Blockchain in Security
This project investigates how blockchain and distributed ledger technologies can harden security for financial systems, identity, supply chains, and critical data—reducing tampering, fraud, and single points of failure.
Project Overview
The Blockchain in Security initiative explores how distributed ledgers can be used as a security primitive—creating tamper-evident logs, secure asset registries, and programmable trust for critical systems.
We focus on:
- Immutable audit trails for financial transactions, configuration changes, and access logs.
- Decentralized identity & access with verifiable credentials and granular permissions.
- Secure supply-chain tracking for goods, documents, and data flows.
Objectives
- Increase integrity and traceability for critical operations and data.
- Reduce reliance on central authorities and single-point compromises.

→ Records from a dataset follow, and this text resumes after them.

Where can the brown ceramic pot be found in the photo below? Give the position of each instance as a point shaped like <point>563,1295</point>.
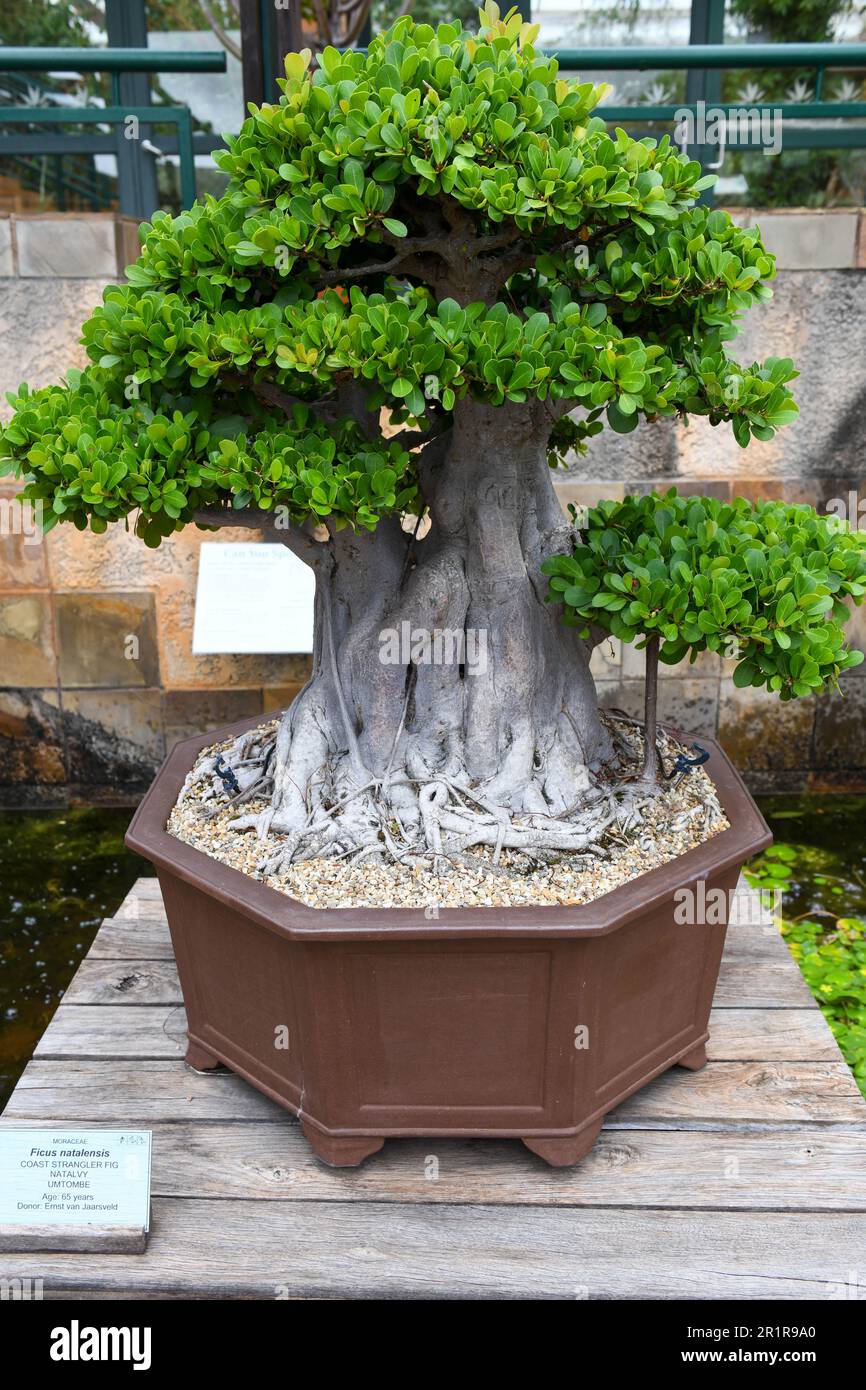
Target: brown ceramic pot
<point>485,1022</point>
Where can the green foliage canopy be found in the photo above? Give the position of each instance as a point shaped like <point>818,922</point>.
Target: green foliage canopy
<point>331,260</point>
<point>763,583</point>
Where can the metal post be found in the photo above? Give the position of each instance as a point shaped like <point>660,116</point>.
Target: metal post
<point>127,28</point>
<point>287,36</point>
<point>702,85</point>
<point>252,53</point>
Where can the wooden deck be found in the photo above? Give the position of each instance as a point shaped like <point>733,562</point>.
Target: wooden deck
<point>742,1180</point>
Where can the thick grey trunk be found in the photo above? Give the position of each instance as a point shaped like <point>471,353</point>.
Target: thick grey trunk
<point>441,677</point>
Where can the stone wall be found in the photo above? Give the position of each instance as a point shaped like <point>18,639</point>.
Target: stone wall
<point>82,722</point>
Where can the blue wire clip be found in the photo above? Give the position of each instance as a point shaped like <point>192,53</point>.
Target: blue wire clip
<point>684,765</point>
<point>227,776</point>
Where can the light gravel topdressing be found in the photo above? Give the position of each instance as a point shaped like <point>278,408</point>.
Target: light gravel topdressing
<point>683,816</point>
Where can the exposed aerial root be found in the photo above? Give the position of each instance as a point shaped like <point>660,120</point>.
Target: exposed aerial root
<point>341,812</point>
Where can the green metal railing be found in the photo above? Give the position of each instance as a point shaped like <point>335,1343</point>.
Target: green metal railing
<point>819,57</point>
<point>809,124</point>
<point>117,63</point>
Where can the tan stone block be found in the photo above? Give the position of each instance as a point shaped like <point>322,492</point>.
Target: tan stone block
<point>280,697</point>
<point>761,731</point>
<point>758,489</point>
<point>581,494</point>
<point>27,641</point>
<point>690,706</point>
<point>7,266</point>
<point>66,246</point>
<point>196,712</point>
<point>708,665</point>
<point>106,640</point>
<point>31,740</point>
<point>22,545</point>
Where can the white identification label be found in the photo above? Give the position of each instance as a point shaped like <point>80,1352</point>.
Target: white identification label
<point>252,598</point>
<point>75,1178</point>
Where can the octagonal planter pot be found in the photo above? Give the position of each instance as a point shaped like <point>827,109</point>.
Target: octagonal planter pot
<point>485,1022</point>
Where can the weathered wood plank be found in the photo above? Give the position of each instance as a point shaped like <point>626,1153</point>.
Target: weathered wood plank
<point>146,890</point>
<point>124,982</point>
<point>723,1096</point>
<point>157,1032</point>
<point>729,1094</point>
<point>799,1169</point>
<point>97,1240</point>
<point>766,984</point>
<point>370,1250</point>
<point>97,1030</point>
<point>127,938</point>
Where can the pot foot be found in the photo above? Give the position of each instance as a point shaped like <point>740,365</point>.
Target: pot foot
<point>200,1059</point>
<point>562,1153</point>
<point>694,1059</point>
<point>341,1151</point>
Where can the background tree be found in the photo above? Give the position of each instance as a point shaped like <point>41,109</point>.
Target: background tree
<point>427,257</point>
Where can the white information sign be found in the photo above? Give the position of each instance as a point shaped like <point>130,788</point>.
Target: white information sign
<point>252,598</point>
<point>74,1178</point>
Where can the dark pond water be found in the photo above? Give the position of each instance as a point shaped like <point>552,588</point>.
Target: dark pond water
<point>60,875</point>
<point>829,834</point>
<point>63,872</point>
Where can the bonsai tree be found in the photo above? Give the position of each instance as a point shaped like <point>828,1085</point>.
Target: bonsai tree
<point>427,259</point>
<point>763,584</point>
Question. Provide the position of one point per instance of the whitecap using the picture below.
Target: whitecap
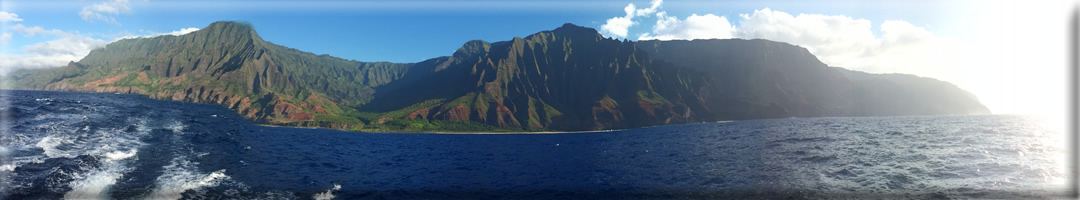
(328, 195)
(181, 175)
(7, 168)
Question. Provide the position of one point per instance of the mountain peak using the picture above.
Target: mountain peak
(231, 29)
(574, 28)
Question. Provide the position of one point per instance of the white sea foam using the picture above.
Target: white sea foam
(181, 175)
(328, 195)
(112, 147)
(120, 155)
(94, 185)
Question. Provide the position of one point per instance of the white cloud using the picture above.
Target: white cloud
(5, 16)
(105, 11)
(34, 30)
(707, 26)
(4, 38)
(68, 47)
(836, 40)
(620, 26)
(54, 53)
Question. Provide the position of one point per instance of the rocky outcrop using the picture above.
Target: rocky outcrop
(570, 78)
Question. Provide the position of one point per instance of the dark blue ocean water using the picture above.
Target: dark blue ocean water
(80, 145)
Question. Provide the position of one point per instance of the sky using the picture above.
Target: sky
(1011, 54)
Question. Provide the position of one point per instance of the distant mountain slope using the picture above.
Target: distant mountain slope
(766, 79)
(225, 63)
(570, 78)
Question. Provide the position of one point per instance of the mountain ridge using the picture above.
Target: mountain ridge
(569, 78)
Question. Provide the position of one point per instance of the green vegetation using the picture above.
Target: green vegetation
(570, 78)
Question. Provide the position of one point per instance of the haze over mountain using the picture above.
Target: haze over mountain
(568, 79)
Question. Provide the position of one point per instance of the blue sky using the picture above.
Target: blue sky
(973, 44)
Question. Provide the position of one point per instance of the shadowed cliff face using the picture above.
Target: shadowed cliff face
(228, 64)
(570, 78)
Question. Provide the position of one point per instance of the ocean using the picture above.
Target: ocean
(56, 145)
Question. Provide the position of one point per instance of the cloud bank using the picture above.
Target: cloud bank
(105, 11)
(5, 16)
(620, 26)
(837, 40)
(68, 47)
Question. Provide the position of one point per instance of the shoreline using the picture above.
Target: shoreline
(490, 133)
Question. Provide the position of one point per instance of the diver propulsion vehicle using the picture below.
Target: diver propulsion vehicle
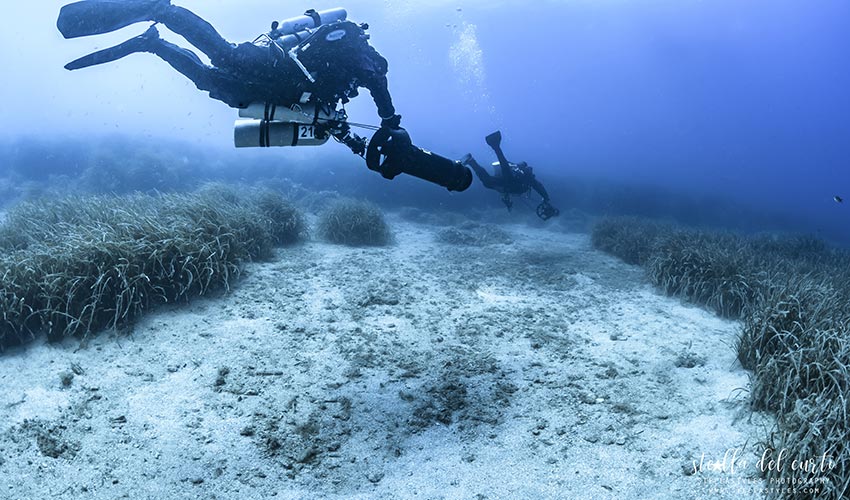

- Provide programmable security guarantees via smart contracts.
- Make blockchain-based security usable and explainable to enterprises.
Tech Stack & Methods
The project uses both public and permissioned blockchains, depending on the use case and regulatory context.
- Ledgers: Permissioned DLT platforms and selected public chains for anchoring.
- Smart Contracts: Custom logic for asset transfer, access control, and compliance rules.
- Integration: APIs, event streams, and connectors to core banking, ERP, and IAM systems.
- Security: Key management, HSM integration, and cryptographic best practices.
Real-world Applications
- Immutable transaction and configuration logs for financial institutions.
- Secure document notarization and provenance tracking.
- End-to-end visibility of supply-chain hops and handovers.
- Verifiable credentials and zero-knowledge style checks for access.
Compliance & Governance
The design considers regulatory requirements around data privacy, right-to-erasure, and auditability. Hybrid architectures are used where on-chain hashes protect off-chain sensitive data.